TintAMeraH.info-Kab.Tangerang|| Integritas korps Adhyaksa kembali diguncang skandal besar, Kejaksaan Agung (Kejagung) resmi menetapkan tiga oknum Jaksa yang bertugas di wilayah hukum Banten, sebagai tersangka dalam kasus dugaan pemerasan terhadap seorang Warga Negara Asing (WNA) asal Korea Selatan.
Kasus ini mencuat setelah rangkaian Operasi Tangkap Tangan (OTT) yang dilakukan oleh Komisi Pemberantasan Korupsi (KPK) pada Rabu (17/12/2025).
Modus “Jual Beli” Keadilan, Ancaman Tuntutan Tinggi
Berdasarkan keterangan juru bicara KPK, Budi Prasetyo, praktik lancung ini terjadi saat korban berinisial CHL, WNA asal Korea Selatan, tengah menghadapi persidangan terkait kasus Undang-Undang Informasi dan Transaksi Elektronik (UU ITE).
Para oknum jaksa diduga memanfaatkan posisi mereka untuk mengintimidasi korban, modusnya cukup licin: korban diancam akan dijatuhi tuntutan pidana yang jauh lebih berat atau dilakukan penahanan jika tidak menyetorkan sejumlah uang.
“Modusnya antara lain ancaman pemberian tuntutan yang lebih tinggi dan ancaman dalam bentuk lainnya.
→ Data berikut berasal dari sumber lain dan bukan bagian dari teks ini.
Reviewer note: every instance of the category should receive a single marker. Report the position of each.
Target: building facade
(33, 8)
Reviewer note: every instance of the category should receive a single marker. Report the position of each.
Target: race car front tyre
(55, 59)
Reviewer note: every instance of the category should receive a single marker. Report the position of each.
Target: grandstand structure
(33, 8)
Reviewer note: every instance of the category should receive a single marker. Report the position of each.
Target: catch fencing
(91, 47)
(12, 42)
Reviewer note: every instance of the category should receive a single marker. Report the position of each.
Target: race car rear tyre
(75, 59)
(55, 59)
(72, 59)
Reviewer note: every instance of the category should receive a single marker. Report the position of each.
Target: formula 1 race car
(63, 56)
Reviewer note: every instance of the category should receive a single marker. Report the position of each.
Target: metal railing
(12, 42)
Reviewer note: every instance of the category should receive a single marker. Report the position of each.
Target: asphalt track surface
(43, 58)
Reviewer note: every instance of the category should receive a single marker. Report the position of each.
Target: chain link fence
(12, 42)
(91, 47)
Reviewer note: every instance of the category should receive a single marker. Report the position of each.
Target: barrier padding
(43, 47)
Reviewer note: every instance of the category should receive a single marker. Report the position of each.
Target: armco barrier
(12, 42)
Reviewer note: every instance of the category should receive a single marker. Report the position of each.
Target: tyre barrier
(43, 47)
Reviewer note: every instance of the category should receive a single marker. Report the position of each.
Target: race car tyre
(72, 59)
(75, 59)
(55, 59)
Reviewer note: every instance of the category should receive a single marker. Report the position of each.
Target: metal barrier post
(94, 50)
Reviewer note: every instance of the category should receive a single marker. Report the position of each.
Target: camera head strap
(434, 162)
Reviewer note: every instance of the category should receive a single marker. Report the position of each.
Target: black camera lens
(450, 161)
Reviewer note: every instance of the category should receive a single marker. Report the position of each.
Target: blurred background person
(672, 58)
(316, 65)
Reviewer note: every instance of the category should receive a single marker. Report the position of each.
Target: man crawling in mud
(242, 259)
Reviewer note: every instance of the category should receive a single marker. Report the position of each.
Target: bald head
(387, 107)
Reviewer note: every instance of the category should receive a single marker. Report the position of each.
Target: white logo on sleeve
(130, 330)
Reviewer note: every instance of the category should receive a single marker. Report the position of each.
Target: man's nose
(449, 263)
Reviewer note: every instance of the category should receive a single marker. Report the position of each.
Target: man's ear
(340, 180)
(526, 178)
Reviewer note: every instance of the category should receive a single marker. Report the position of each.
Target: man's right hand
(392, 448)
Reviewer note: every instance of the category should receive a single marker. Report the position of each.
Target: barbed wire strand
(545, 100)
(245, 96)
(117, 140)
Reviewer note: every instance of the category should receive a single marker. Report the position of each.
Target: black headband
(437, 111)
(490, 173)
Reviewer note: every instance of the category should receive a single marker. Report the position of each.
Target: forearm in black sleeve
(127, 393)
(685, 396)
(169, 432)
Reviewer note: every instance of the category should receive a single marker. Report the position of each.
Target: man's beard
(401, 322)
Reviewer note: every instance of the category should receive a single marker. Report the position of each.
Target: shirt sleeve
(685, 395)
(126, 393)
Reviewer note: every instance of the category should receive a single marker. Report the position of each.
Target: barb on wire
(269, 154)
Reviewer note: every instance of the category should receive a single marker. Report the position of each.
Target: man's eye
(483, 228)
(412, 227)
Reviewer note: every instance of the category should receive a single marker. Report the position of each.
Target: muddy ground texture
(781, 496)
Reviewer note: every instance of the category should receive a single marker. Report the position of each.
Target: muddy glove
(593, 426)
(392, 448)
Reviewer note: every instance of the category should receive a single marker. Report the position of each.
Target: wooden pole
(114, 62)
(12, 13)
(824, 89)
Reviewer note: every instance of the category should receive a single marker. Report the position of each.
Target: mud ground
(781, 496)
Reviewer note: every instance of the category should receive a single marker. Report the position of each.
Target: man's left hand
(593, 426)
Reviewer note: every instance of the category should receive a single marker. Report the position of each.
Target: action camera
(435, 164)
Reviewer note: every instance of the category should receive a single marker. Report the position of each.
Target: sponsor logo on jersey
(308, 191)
Ini murni dugaan tindak pemerasan oleh aparat penegak hukum,” tegas Budi Prasetyo di Gedung Merah Putih KPK, Jumat (19/12)..
Kejaksaan Negeri Kabupaten Tangerang masih melakukan pengecekan dan pendalaman terkait kasus ini.”Kami masih mencari tahu kebenaran informasinya. Di media sosial banyak sekali beredar kabar yang belum bersifat resmi,” kata Kasubsi II Bidang Intelijen Kejari Kabupaten Tangerang, Ilham Mauludy.
Daftar tersangka, dari pejabat Kejati hingga Ahli Bahasa
setelah dilakukan pemeriksaan intensif, Kejagung mengambil alih penanganan perkara dan menetapkan lima orang tersangka yang terdiri dari tiga aparatur sipil negara (ASN) Kejaksaan dan dua pihak swasta yang berperan sebagai perantara,
> RZ, Kepala Sub-bagian Daskrimti dan Perpustakaan Kejaksaan Tinggi Banten.
> HMK Kepala Seksi Pidana Umum (Kasipidum) Kejari Kabupaten Tangerang.
> RV, Jaksa Penuntut Umum (JPU) pada Kejaksaan Tinggi Banten.
> RF: Oknum Pengacara (Pihak Swasta).
> MS: Ahli Bahasa (Pihak Swasta).
Respon Tegas Kejaksaan Agung
Kepala Pusat Penerangan Hukum (Kapuspenkum) Kejagung, Anang Supriatna, menyatakan bahwa penyidikan telah berjalan cepat dengan penerbitan Surat Perintah Penyidikan (Sprindik) sejak hari terjadinya OTT.
“Jaksa yang seharusnya profesional justru melakukan transaksi haram dan pemerasan. Kami tidak akan menoleransi pengkhianatan terhadap institusi,” ujar Anang. Kelima tersangka kini telah diamankan untuk menjalani proses hukum lebih lanjut.
Kolaborasi Lembaga: Pengambilalihan kasus dari KPK ke Kejagung menunjukkan koordinasi antar-lembaga, namun juga menjadi ujian bagi Kejagung untuk membuktikan transparansi dalam mengadili “orang dalam” sendiri.
Sentimen Internasional: Korban yang merupakan WNA asal Korea Selatan membuat kasus ini berpotensi mencoreng citra hukum Indonesia di mata internasional, terutama terkait kepastian hukum bagi investor atau warga asing.
Keterlibatan Ahli Bukti Adanya Konspirasi
Masuknya nama seorang “Ahli Bahasa” dalam daftar tersangka menunjukkan adanya dugaan konspirasi yang terstruktur untuk memanipulasi jalannya persidangan.